IHU On-Line – Quais são os principais resultados da sua pesquisa sobre a relação entre política de movimento e psicologia social?
Talita Tibola – Em minha pesquisa, chego até os movimentos por meio de uma investigação que, na sua origem, abordava o “viver juntos”: modos de ocupar, habitar a cidade, constituir territórios de relações, existenciais, político-estéticos. Em suma, tinha por intuito abordar o político em situações que não eram, necessariamente, consideradas como tal pela teoria tradicional da modernidade, baseada em sujeitos mais ou menos bem demarcados. Com a emergência dos movimentos ligados ao Movimento 15 de Maio (os “Indignados”) — no Rio de Janeiro, ocorreu a acampada da OcupaRio em outubro e novembro de 2011, na Praça da Cinelândia — aquele acontecimento se impôs à pesquisa.
No ano seguinte, pesquisei diretamente a Ocupa dos Povos, que foi um acampamento na praça, em junho de 2012, retomando métodos e questões da OcupaRio (2011). O objetivo imediato era questionar a conferência da Rio+20, se contrapondo também à Cúpula dos Povos.

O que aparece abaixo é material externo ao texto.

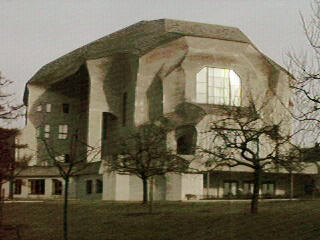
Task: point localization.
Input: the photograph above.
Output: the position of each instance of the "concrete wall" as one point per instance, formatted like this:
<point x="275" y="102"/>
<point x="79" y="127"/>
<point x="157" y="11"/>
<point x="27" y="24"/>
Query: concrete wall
<point x="73" y="91"/>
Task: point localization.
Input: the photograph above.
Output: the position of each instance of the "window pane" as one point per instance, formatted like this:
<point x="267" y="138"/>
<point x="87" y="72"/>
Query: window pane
<point x="226" y="189"/>
<point x="219" y="72"/>
<point x="202" y="88"/>
<point x="234" y="188"/>
<point x="218" y="86"/>
<point x="234" y="79"/>
<point x="202" y="98"/>
<point x="48" y="107"/>
<point x="202" y="75"/>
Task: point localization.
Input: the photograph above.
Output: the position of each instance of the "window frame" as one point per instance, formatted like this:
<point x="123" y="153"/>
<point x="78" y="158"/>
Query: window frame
<point x="17" y="187"/>
<point x="230" y="182"/>
<point x="89" y="186"/>
<point x="57" y="187"/>
<point x="48" y="107"/>
<point x="63" y="130"/>
<point x="267" y="192"/>
<point x="207" y="67"/>
<point x="35" y="187"/>
<point x="99" y="186"/>
<point x="46" y="129"/>
<point x="65" y="108"/>
<point x="39" y="108"/>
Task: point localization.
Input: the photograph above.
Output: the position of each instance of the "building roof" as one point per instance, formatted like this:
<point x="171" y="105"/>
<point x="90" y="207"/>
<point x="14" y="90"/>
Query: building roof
<point x="42" y="171"/>
<point x="136" y="39"/>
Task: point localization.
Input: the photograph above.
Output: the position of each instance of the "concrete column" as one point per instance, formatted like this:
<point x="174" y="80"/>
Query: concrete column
<point x="28" y="134"/>
<point x="97" y="100"/>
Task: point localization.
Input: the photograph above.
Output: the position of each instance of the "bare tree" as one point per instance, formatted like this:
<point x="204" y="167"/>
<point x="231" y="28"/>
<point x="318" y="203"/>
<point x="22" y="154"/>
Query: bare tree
<point x="144" y="152"/>
<point x="69" y="165"/>
<point x="305" y="67"/>
<point x="241" y="137"/>
<point x="9" y="109"/>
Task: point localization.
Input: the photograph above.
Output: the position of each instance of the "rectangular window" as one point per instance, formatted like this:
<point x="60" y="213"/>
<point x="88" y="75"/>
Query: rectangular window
<point x="89" y="186"/>
<point x="37" y="186"/>
<point x="124" y="109"/>
<point x="47" y="131"/>
<point x="230" y="188"/>
<point x="218" y="86"/>
<point x="63" y="158"/>
<point x="99" y="186"/>
<point x="65" y="108"/>
<point x="63" y="132"/>
<point x="248" y="188"/>
<point x="104" y="125"/>
<point x="39" y="108"/>
<point x="48" y="107"/>
<point x="57" y="187"/>
<point x="268" y="188"/>
<point x="38" y="132"/>
<point x="17" y="186"/>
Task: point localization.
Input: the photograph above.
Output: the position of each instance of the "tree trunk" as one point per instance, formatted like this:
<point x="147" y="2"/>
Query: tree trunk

A Ocupa dos Povos reunia uma diversidade de atores: ativistas do Occupy no Brasil e mundial, estudantes, sem-teto, punks, anarcopunks, anonymous, movimento anticorrupção, artistas de rua, militantes de esquerda, ecoativistas, com engajamentos diversos naquele espaço, mas uma questão era consenso, cada um ali era Ninguém. Esse Ninguém, como no texto de Peter Pál Pelbart, pode ser pensado como um conjunto não enumerável que é mais do que as particularidades.
Da participação Ocupa dos Povos surgiram três eixos temáticos a partir das relações estabelecidas (dos cartazes, produções, ações, mídias): em trânsito — pelas ocupações e marchas, e também tensões com o trânsito; em obras — pelos questionamentos das obras do governo e pelo político ser visto como um “em obra”; em transtorno — pelo político se dar através da produção de dissenso que não é apenas “ser contra”, mas a abertura de um novo regime de sensível como Jacques Rancière fala em seu livro A partilha do sensível. Ao eclodir os protestos de junho de 2013, esses eixos tomaram uma escala muito maior e se qualificaram. Junho constituiu-se como algo que toma a cidade de maneira muito ampla, no entanto manteve relações com questões oriundas das praças ocupadas, da OcupaRio, da Ocupa dos Povos e outras ocupas brasileiras e além. Foi uma construção que não se dava pela via partidária, nem pelo “terceiro setor”.
Ancorei a pesquisa em autores ligados aos Estudos de subjetividade, assim como em autores da Teoria ator-rede, para a qual o “social é verbo”, conforme Marcia Moraes e Ronald Arendt, o que quer dizer que ele é performado de maneira indissociável das práticas. Desse modo, vejo uma relação de qualificação mútua por encontrar nesses movimentos, do Occupy a Junho, em suas particularidades, processos coletivos que não se organizam ou se guiam por ideias ou estruturas prévias, mas por uma experimentação permanente de reordenamento, composição de novas disposições, uma política “em obras”. Este foi o caráter do movimento de junho: heterogêneo, com fronteiras moventes e flexíveis. Eu fui pesquisadora, fui ativista e fui Ninguém e por isso pude me relacionar com todas as pessoas ali em pé de igualdade.